So I have a new dating book that I will not shut up about. It has such a cheesy title, but tons of excellent advice and it’s called “You Lost Him at Hello”
The book talks about many things that are in every dating/self-help book (for a reason)- knowing and loving yourself, being confident, looking your best in order to feel confident, becoming a more interesting person (be the person your ideal person would want to date), etc. It also made some good points I had never thought about:
You know when you have a great date or a great couple of dates with someone, you’re totally feeling the chemistry, everything is going amazing, and then all of a sudden poof he’s gone? Well you know how we women can see one behavior, see one weird outfit, hear something we don’t like, etc. and be completely turned off? Well, so can dudes! This doesn’t mean you have to act perfect it just means they’re not the right one for you. It doesn’t necessarily mean you did something “wrong” it just wasn’t a match. Don’t waste your time worrying about it #ONTOTHENEXTONE
GHOSTING: Another ghosting tip- if a man ghosts you there is no need to send him 10 more humiliating text messages trying to get him to own up to his behavior or give you a reason why he no longer wants to see you. If he does give you a reason, it’s probably sugar coated to spare you from the truth. When a guy disappears or says they don’t want to be with you that’s the end of the conversation not the beginning of negotiations (or the end of your dignity).

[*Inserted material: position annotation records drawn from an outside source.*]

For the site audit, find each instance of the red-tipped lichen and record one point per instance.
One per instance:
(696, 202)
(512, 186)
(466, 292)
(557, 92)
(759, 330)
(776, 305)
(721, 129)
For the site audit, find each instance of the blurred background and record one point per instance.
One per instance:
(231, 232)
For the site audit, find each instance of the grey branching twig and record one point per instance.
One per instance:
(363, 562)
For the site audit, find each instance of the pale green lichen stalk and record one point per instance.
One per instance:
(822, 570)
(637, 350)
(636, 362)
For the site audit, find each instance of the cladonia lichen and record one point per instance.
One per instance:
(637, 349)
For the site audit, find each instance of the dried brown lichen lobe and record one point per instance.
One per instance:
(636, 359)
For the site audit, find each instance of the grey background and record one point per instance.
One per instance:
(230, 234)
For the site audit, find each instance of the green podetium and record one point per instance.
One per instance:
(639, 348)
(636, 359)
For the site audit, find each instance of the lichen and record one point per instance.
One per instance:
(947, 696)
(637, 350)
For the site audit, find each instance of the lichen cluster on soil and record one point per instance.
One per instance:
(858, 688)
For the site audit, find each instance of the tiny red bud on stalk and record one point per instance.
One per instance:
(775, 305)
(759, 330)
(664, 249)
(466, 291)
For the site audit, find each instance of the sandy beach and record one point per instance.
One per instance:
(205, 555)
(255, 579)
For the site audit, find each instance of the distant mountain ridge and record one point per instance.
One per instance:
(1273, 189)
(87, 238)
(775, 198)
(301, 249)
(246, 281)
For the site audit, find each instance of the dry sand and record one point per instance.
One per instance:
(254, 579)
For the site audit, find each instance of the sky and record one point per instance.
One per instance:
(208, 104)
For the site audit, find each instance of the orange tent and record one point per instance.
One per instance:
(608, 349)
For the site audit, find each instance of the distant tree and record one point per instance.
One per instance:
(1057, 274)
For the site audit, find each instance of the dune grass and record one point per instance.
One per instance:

LEVEL OF INTEREST: This is another biggie. If a man is showing low or moderate interest (c’mon don’t lie to yourself) don’t waste your time wondering why? Or what did I do wrong? Just accept it as information about them and adjust your expectations accordingly.
If I could sum up this book in one word I would pick “CHILL.” Relax. Don’t be so anxious to get into a relationship. Don’t try to hit the gas pedal as soon as you meet someone to try to make it to your fairytale ending before you turn into a pumpkin. Don’t try to speed up the “getting to know you” phase by having marathon or sleepover dates in the beginning. Have fun with dating, work at it, have a good strategy, but do not let it consume you and don’t focus too much on 1 person especially early on. I think this is personally one of my biggest issues and I’m so glad I read this book because it helped me take a good hard look at myself and what I’m doing and what I could be doing better.
One last note- I listened to this book on Audible and if you do that make sure you speed up the narrator to at least x1.5 because she speaks painfully slow. I’ve read a lot of dating books and this one is honestly one of my favorites! Enjoy!